19 June 2021 Blurring the lines between shell and editor

yas-eshell.gif

I recently tweeted that Vivek Haldar's 10-year old post rings true today just the same. He writes about the levels of Emacs proficiency. All 6 levels are insightful in their own right, but for the sake of this post, let's quote an extract from level 4. Shell inside Emacs:

"And then, you learned about it: M-x shell.

It was all just text. Why did you need another application for it? Why should only the shell prompt be editable? Why can’t I move my cursor up a few lines to where the last command spewed out its results? All these problems simply disappear when your shell (or shells) simply becomes another Emacs buffer, upon which all of the text manipulation power of Emacs can be brought to bear."

In other words, we aren't merely removing shell restrictions, but opening up possibilities…

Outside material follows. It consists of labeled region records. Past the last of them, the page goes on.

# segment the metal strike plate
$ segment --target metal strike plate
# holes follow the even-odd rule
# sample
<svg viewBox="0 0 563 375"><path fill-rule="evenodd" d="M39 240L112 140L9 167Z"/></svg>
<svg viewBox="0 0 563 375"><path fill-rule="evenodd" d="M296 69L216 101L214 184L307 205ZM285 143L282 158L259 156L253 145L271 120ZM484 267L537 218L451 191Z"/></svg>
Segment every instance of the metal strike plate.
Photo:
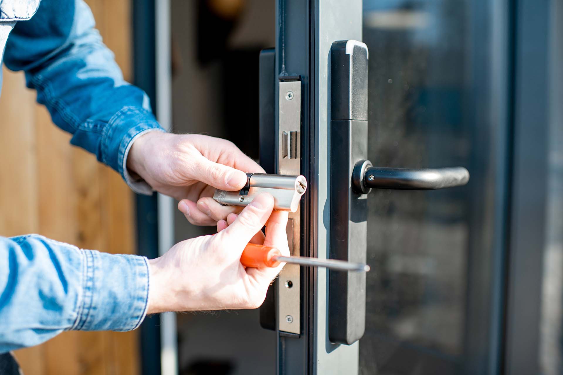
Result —
<svg viewBox="0 0 563 375"><path fill-rule="evenodd" d="M213 198L222 205L247 206L260 193L269 193L274 197L274 209L294 213L306 189L307 180L301 175L253 173L240 191L217 189Z"/></svg>
<svg viewBox="0 0 563 375"><path fill-rule="evenodd" d="M301 81L285 77L279 82L278 137L278 173L301 173ZM301 197L300 197L300 198ZM292 255L300 255L301 210L290 213L288 241ZM278 328L280 332L301 333L301 270L297 264L286 264L276 282Z"/></svg>

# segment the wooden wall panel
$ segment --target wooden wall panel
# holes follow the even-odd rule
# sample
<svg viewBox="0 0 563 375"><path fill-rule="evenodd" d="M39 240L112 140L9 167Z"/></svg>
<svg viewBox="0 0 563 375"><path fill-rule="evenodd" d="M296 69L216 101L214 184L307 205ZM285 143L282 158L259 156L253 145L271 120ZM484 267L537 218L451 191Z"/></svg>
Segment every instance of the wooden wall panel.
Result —
<svg viewBox="0 0 563 375"><path fill-rule="evenodd" d="M131 0L87 0L126 79ZM0 113L0 236L39 233L82 248L134 254L133 196L121 177L71 146L21 73L4 71ZM140 373L138 335L64 332L15 354L26 375Z"/></svg>

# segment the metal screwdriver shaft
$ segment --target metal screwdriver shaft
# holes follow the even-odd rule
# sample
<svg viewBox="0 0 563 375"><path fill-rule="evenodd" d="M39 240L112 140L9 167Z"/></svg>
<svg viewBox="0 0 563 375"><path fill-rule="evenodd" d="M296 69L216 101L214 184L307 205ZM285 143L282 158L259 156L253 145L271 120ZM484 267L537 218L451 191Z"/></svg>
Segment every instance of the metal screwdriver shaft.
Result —
<svg viewBox="0 0 563 375"><path fill-rule="evenodd" d="M326 267L338 271L367 272L369 266L337 259L319 259L307 256L284 256L275 247L249 243L240 256L240 263L246 267L276 267L281 262L312 267Z"/></svg>
<svg viewBox="0 0 563 375"><path fill-rule="evenodd" d="M284 256L278 255L274 257L276 260L287 263L294 263L301 265L308 265L314 267L326 267L330 269L338 271L356 271L358 272L367 272L369 270L369 266L363 263L351 263L344 260L337 259L319 259L306 256Z"/></svg>

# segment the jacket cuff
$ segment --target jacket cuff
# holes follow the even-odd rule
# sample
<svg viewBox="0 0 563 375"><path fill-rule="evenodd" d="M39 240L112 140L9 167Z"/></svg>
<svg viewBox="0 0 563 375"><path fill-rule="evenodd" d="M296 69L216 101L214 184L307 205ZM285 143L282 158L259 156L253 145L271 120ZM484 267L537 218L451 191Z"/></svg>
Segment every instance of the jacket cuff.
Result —
<svg viewBox="0 0 563 375"><path fill-rule="evenodd" d="M110 119L104 129L102 161L125 179L126 151L131 148L136 136L149 129L164 131L150 111L138 107L125 107L120 110Z"/></svg>
<svg viewBox="0 0 563 375"><path fill-rule="evenodd" d="M146 315L149 266L145 257L81 250L82 295L71 329L126 331Z"/></svg>

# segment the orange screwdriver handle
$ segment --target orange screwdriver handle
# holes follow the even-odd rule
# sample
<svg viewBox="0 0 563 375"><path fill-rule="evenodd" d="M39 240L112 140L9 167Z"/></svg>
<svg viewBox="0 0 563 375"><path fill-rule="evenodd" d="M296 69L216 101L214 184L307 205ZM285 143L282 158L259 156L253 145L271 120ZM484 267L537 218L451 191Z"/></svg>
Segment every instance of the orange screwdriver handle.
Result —
<svg viewBox="0 0 563 375"><path fill-rule="evenodd" d="M249 243L240 256L240 263L245 267L262 268L275 267L280 264L274 257L282 252L275 247L270 247L257 243Z"/></svg>

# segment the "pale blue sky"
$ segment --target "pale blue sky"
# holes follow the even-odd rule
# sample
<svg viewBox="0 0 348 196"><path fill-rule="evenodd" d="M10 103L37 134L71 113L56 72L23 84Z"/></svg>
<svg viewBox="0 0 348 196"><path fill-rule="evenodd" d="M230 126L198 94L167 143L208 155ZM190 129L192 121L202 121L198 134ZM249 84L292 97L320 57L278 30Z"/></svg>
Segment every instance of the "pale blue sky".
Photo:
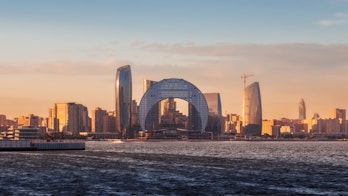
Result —
<svg viewBox="0 0 348 196"><path fill-rule="evenodd" d="M253 73L265 118L296 118L302 97L325 117L348 107L347 35L347 0L0 0L0 113L113 110L114 72L131 64L138 102L143 79L178 77L240 114Z"/></svg>

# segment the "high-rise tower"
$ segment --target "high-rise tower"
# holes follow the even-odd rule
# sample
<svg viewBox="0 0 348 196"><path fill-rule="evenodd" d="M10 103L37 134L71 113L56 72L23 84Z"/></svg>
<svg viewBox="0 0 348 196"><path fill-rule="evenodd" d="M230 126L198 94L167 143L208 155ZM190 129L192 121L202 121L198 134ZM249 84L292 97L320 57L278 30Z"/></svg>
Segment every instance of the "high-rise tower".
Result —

Take Emacs eshell looping, for example. I use it so infrequently, I could never remember eshell's syntax. I would refer back to EmacsWiki's Eshell For Loop or Mastering Emacs's Mastering Eshell comments for a reminder. It finally dawned on me. I don't need to internalize this eshell syntax. I have YASnippet available like any other buffer. I could just type "for" and let YASnippet do the rest for me.

yas-for.gif

All I need is a tiny YASnippet:

#name : Eshell for loop
#key : for
# --
for f in ${1:*} { ${2:echo} "$f"; $3} $0

Want a gentle and succinct YASnippet intro? Check out Jake's YASnippet introduction video.

updated:

If you're a shell-mode user, YASnippet would have you covered in your favorite shell. The expansion snippet can be modified to a Bash equivalent, giving us the same benefit. We type "for" and let YASnippet expand and hop over arguments. Here's a Bash equivalent emphasizing the hopping a little more:

yasbash.gif

#name : bash for loop
#key : for
# --
for f in ${1:*}; do ${2:echo} $f; done $0

ps. Looks like vterm, term, or ansi-term work too. See Shane Mulligan's post: Use YASnippets in term and vterm in emacs.